Since the early 2000's, Internet usage for health information searching has increased significantly. Studying search queries can help us to understand users "information need" and how do they formulate search queries ("expression of information need"). Although cardiovascular diseases (CVD) affect a large percentage of the population, few studies have investigated how and what users search for CVD. We address this knowledge gap in the community by analyzing a large corpus of 10 million CVD related search queries from MayoClinic.com. Using UMLS MetaMap and UMLS semantic types/concepts, we developed a rule-based approach to categorize the queries into 14 health categories. We analyzed structural properties, types (keyword-based/Wh-questions/Yes-No questions) and linguistic structure of the queries. Our results show that the most searched health categories are 'Diseases/Conditions', 'Vital-Sings', 'Symptoms' and 'Living-with'. CVD queries are longer and are predominantly keyword-based. This study extends our knowledge about online health information searching and provides useful insights for Web search engines and health websites.

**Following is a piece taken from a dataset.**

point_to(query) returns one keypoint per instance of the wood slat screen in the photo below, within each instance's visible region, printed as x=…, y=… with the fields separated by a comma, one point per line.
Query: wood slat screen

自21世纪初以来,用于健康信息搜索的互联网使用量显著增加。研究搜索查询可以帮助我们了解用户的“信息需求”以及他们如何制定搜索查询(“信息需求的表达”)。尽管心血管疾病(CVD)影响着很大比例的人口,但很少有研究调查用户如何以及搜索哪些与心血管疾病相关的内容。我们通过分析来自MayoClinic.com的1000万条与心血管疾病相关的搜索查询的大型语料库,填补了该领域的这一知识空白。利用UMLS MetaMap和UMLS语义类型/概念,我们开发了一种基于规则的方法,将查询分类为14个健康类别。我们分析了查询的结构属性、类型(基于关键词的查询/特殊疑问句/是非疑问句)和语言结构。我们的结果表明,搜索最多的健康类别是“疾病/病症”、“生命体征”、“症状”和“与疾病共存”。与心血管疾病相关的查询更长,并且主要是基于关键词的。这项研究扩展了我们对在线健康信息搜索的认识,并为网络搜索引擎和健康网站提供了有用的见解。